Summer is on the way and it looks as if it will be a dry one because the streams across the meadows at West Ashling, west of Chichester, are dry.

You may not be interested in buying bedding plants for summer but might like to grow summer flowers from seeds sown directly in the soil.

This is a good time to sow annual flower seeds in this way because the soil is warm and moist.

Pot marigolds, love-in-a-mist, godetia, nasturtiums and lots of other hardy annuals will bloom in 10 weeks if the seeds are sown now.

Weed the soil and then dig it. Now rake it over so the surface is fine.

Then scatter a dressing of blood, fish and bone fertiliser over the soil at a rate of four ounces a square yard.

Rake again so the fertiliser is well distributed and mixed into the soil.

Using a hoe or stick, mark out areas on the soil’s surface to form a pattern which will please you.

It could be geometric, formal or have gentle curves, the idea being that the seeds will be planted using one kind of flower for each area marked on the soil.

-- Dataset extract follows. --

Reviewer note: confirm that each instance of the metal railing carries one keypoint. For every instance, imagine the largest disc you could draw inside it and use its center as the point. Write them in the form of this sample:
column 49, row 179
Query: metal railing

The plants may be set out so the colours will blend or contrast and this idea is not going to cost a fortune – there aren’t so many seeds in the packets these days.

Write up labels, pour the seeds into the palm of your hand and sow them in ones or twos in a pattern over each of the areas to be planted.

If sown in a pattern, it will be easier to distinguish between the cultivated plants and weeds.

Water the border with a watering can with a fine rose attached and then hope cats won’t dig it all up. Keep it wet because cats prefer to ‘go’ somewhere dry!

In about 10 days, the whole border will come alive with a smothering of weeds. Leave them alone until they are large enough to remove by hand – an onion hoe is useful for that job.

So, you sowed the seeds in a pattern; a close look will determine the cultivated plants because they look different to the weeds.

After weeding, the cultivated seedlings can be pricked out to fill any gaps and at the end of July you will be enjoying a border which looks as if it has been there for years.

This idea is a good one for anyone starting a garden with little money and a great way to get children interested too.

Children like to see things happen quickly and it’s wonderful to find they are even better than grown-ups at identifying the cultivated plants from the weeds.

THIS WEEK’S TOP TIP

If old daffodil leaves are in the way when you are trying to plant summer bedding plants, don’t be tempted to tug them off.

These leaves must be allowed to die back naturally.

The sap will go down into the underground bulb and will initiate next year’s spring flowers.

If the seed heads are removed, leaving the flower stem intact, this will ensure there will be blooms next spring.